南千住駅から一本道を10分ほど歩くと、いぶし銀のオーラを放った木造建築が姿を現した。シブさを煮しめたような木製の引き戸を開けた時の感覚はこれまでの何とも比較ができない。打ちっぱなしの床にはちりひとつ落ちておらず、ヴィンテージの日本刀のように隅々まで磨き上げられている。高い格子天井と使い込まれた無垢板のカウンター、その奥には高齢には見えるが圧倒的な存在感の大黒柱が口を真一文字に結んで立っていた。おそらく常連であろう数人の先客たちは静かに杯を傾けている。店側が作り出す空気感に客たちが呼応し、そこにしかあり得ない空間をつくり出す。乾燥した肌が痛みを感じるほどピンと張り巡らされた静寂と清潔と緊張。僕自身勉強させてもらうつもりで、その風情に身を預けてただただ静かに呑んだ。
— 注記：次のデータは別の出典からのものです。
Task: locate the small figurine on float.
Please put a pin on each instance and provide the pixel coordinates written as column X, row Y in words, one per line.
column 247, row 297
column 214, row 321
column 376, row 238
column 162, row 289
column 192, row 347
本物の酒場に美味しい安いは軽すぎる。一見すると厳しすぎる制約たちは、当たり前に酒を酒として呑める場でありたいという店主の願いから派生した枝葉のようなものなのかもしれない。心穏やかに酒と向き合い、一切の喧騒から離れゆったりと流れる極上の空気に身を浸す。この令和の世にあってそんな至福のときを愉しめたことに感謝と尊敬の念を抱くほかなかった。このような場所は他にはない。

その酒場は台東区日本堤、労働者の街山谷にあった。2022年の年末、最終営業日を終え、寡黙な店主はほとんど誰にも告げることなく「永い間ありがとうございました。」と書いた張り紙だけを残しひっそりと店を畳んだ。風のうわさによるとどうやら体が悪かったらしい。初訪問を果たしたすぐ翌月に再訪問することはできたが、3度目の訪問は決して敵わないこととなった。

短い間でしたが、ありがとうございました。本当にお疲れ様でした。

春は出会いと別れの季節である。